# Best winter day yet.



## mr.fish (Mar 15, 2008)

Since lately it seems like I'm only getting out 1 or maybe 2 days a week, I wanted to try fishing for something other than bass. I broke out the map and headed out to an undiclosed location to do some trout fishing. The creek was new to me and the morning started out slow, with alot of hit and misses. After about 2 hours it seemed like I would never hook up with a fish. Once the sun came out, and the temps warmed, the action turned up. Since I was targeting trout, I used some smaller husky jerks, and countdowns, casting at every deep hole on the creek. My first fish was not a trout, but a whopper smally, and it fought good on the lighter action pole I was using. About 3 minutes later, I hooked up with my new pb rainbow. After those 2 fish, it didn't stop. I kinda got sick of taking pics after about the 10th trout, so I decided to just take pics of the bigger, and more colorful ones. End of the day tally was somewhere around 20 trout, 2 smallmoth, and about 5, or 6 breakoffs from some trout that I would have never landed anyway. Some of these trout I hooked up with were pushing 30" or so, and I was dumb founded by thier power, and speed. This has to be one of my best winter days yet.
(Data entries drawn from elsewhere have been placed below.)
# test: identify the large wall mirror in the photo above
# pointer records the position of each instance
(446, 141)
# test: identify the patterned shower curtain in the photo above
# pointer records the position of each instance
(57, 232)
My pb rainbow. The guy in back of me in this pic, was trying to land a fish the same time I was. His fish was at least 6, 7 inches bigger then mine


----------



## little anth (Mar 15, 2008)

nice job sounds like fun man :wink:


----------



## SMDave (Mar 15, 2008)

Man, I need these locations for when I go to Lafayette  . Great job!


----------



## redbug (Mar 15, 2008)

Nice fish glad your catching them.

Isn't trout fishing closed after march 1st until opening day. I don't fish for them any more but i think i remember seeing that all stocked waters are off limits after march 1st.
be careful 

Wayne


----------



## Jim (Mar 15, 2008)

Good job mr. Fish!  

Love the bow pic! Congrats on the PB.


----------



## FishinsMyLife (Mar 15, 2008)

Looks like you tore 'em up. Nice catchin


----------



## Captain Ahab (Mar 16, 2008)

redbug said:


> Nice fish glad your catching them.
> 
> Isn't trout fishing closed after march 1st until opening day. I don't fish for them any more but i think i remember seeing that all stocked waters are off limits after march 1st.
> be careful
> ...



Wayne - there are "Delayed Harvest" areas that are still open. These are areas that are not stocked in early spring or not stocked at all. Look at Mr. Fish;s trout, these are not retarded stockies, but wild trout.

Great job Mike - we have to get you smiling in those pics!


----------



## redbug (Mar 16, 2008)

oka cool i wasn't sure ...

Wayne


----------



## Derek777 (Mar 16, 2008)

super catches mr fish!
those holdovers and wild trout really are fun on light tackle. make sme think of the old days back in canada on the bow river, where the likelyhood of catching a monster pb rainbow trout could happen on any cast, and multiple times a day (alberta record is 20lbs, and 7-12lbers are common.)

im hoping to hit a few year round lure only wild trout streams while im training at fort indiantown gap for the next two weeks.


----------



## mtnman (Mar 16, 2008)

WOW!!!!!!! Those are some impressive fish. Congrats on a great day of fishing. Theres a few big trout around here but I have a better chance of seeing god than to catch that many big ones in one day . Conrats again!


----------



## jkbirocz (Mar 16, 2008)

Awesome fish, nice work. Those are some nice trout, same goes for the smallie.


----------